Recently we saw an interesting blog post about Economist journalist Daniel Knowles using BuzzFeed to communicate a serious topic (the state of the UK housing market) in BuzzFeed’s trademark style, which involves sensationalist headlines and posts based on humorous images and animated GIFs.
Could marketers use this technique to garner more attention than straightforward list-based posts? We review the case for adopting a BuzzFeed-like approach:
1. People are paying more attention to BuzzFeed.
Their traffic has steadily risen over the course of 2013. And now they’re tackling serious issues and getting attention. As the RSA’s Anthony Painter noted in his post, Daniel Knowles’ Buzzfeed piece received much more attention than a comparable piece on the Guardian website.
2. The use of emotive headlines is a huge pull.
Daniel Knowles could have written, “Here’s 15 Reasons Why Britain’s Housing Marketing Doesn’t Work”, but “The Utter Insanity” makes it sound far more compelling. See our recent post here for deeper nuances as to why.
3. Images bring dry points to life.
Knowles has carefully selected compelling images – from graphs to photographs of derelict industrial land – to reinforce the key points of his argument.
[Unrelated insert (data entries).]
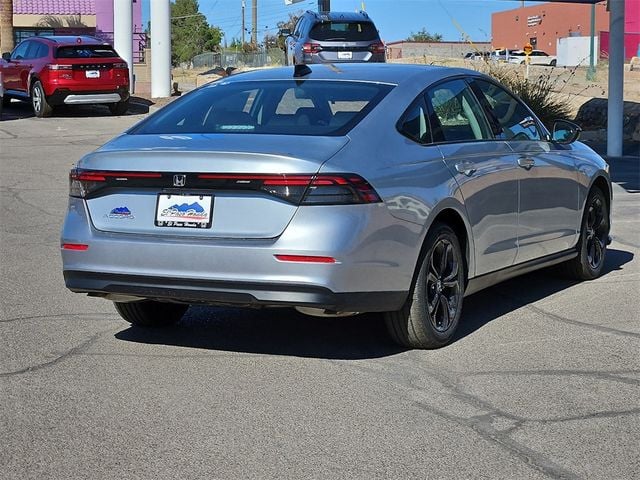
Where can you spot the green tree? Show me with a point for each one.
(191, 34)
(424, 36)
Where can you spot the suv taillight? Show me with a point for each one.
(57, 66)
(311, 48)
(377, 47)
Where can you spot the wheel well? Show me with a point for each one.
(453, 219)
(603, 185)
(33, 78)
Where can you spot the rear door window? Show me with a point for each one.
(457, 113)
(515, 119)
(21, 51)
(415, 123)
(344, 31)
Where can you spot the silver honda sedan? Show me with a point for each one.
(336, 190)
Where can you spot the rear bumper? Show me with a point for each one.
(231, 293)
(71, 97)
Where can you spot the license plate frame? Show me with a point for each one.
(177, 210)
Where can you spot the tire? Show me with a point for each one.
(41, 107)
(150, 313)
(119, 108)
(439, 283)
(592, 246)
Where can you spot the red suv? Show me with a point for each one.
(50, 71)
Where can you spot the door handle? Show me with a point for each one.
(466, 168)
(526, 162)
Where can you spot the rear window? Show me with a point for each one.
(279, 107)
(344, 31)
(86, 51)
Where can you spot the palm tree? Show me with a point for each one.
(6, 25)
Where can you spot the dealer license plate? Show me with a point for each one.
(185, 211)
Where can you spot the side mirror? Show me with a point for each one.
(565, 132)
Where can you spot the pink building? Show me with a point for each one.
(74, 17)
(542, 24)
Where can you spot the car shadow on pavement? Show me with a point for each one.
(274, 332)
(287, 332)
(483, 307)
(19, 110)
(625, 171)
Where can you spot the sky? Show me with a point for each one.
(395, 19)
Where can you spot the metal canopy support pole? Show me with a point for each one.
(123, 33)
(160, 48)
(254, 23)
(616, 78)
(324, 5)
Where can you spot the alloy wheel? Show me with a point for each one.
(443, 285)
(596, 233)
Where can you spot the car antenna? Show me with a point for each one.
(301, 71)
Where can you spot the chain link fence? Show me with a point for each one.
(271, 57)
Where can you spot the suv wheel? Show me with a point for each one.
(41, 107)
(119, 108)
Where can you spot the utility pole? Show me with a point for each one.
(243, 26)
(591, 72)
(254, 22)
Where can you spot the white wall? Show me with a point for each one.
(574, 51)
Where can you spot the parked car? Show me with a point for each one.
(359, 188)
(500, 55)
(477, 55)
(334, 37)
(55, 70)
(537, 57)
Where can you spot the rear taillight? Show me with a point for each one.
(311, 48)
(328, 189)
(79, 247)
(83, 183)
(298, 189)
(377, 47)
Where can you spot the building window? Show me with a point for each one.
(20, 34)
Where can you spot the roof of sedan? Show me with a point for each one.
(72, 39)
(395, 74)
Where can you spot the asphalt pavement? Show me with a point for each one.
(543, 380)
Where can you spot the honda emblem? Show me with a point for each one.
(179, 180)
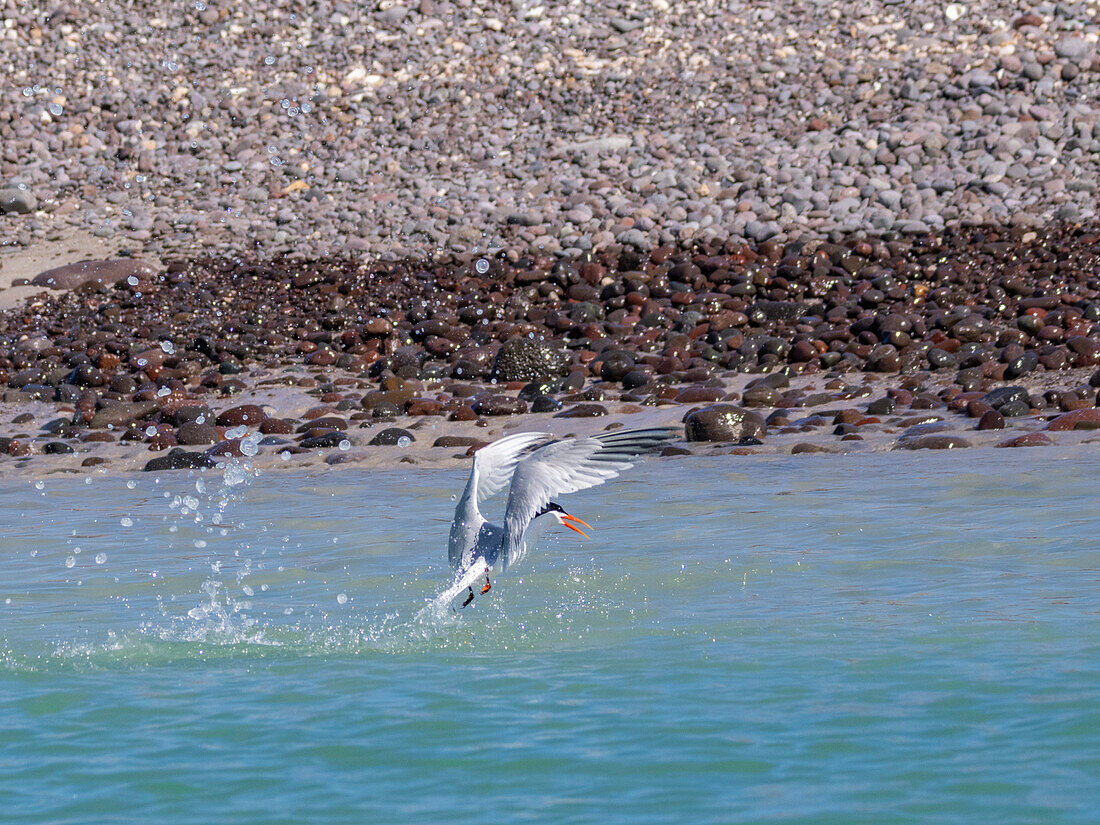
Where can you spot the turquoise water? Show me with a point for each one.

4. Information is served in digestible chunks.
Via Richard Beatson
The information is broken down into readily accessible chunks – you aren’t forced to look at too much information in the same section of screen. That makes it easier to read on a smartphone, too.
5. So…should marketers consider using a Buzzfeed-style format for blog posts?
It’s definitely worth experimenting with. Painter points out that the BuzzFeed housing crisis article had far higher social media engagement than an equivalent article on the Guardian’s website (417 tweets versus 31 at his time of writing).
6. Keep these rules of engagement in mind:
- Spend time getting the headline right – it’s what attracts the clicks
- Be sparing with words: the aim is to create a piece of content that’s quick and easy to read
- Be clear about where you sourced your images from if they’re not your own
- Be wary of connotations: could your images have alternative meanings to some people?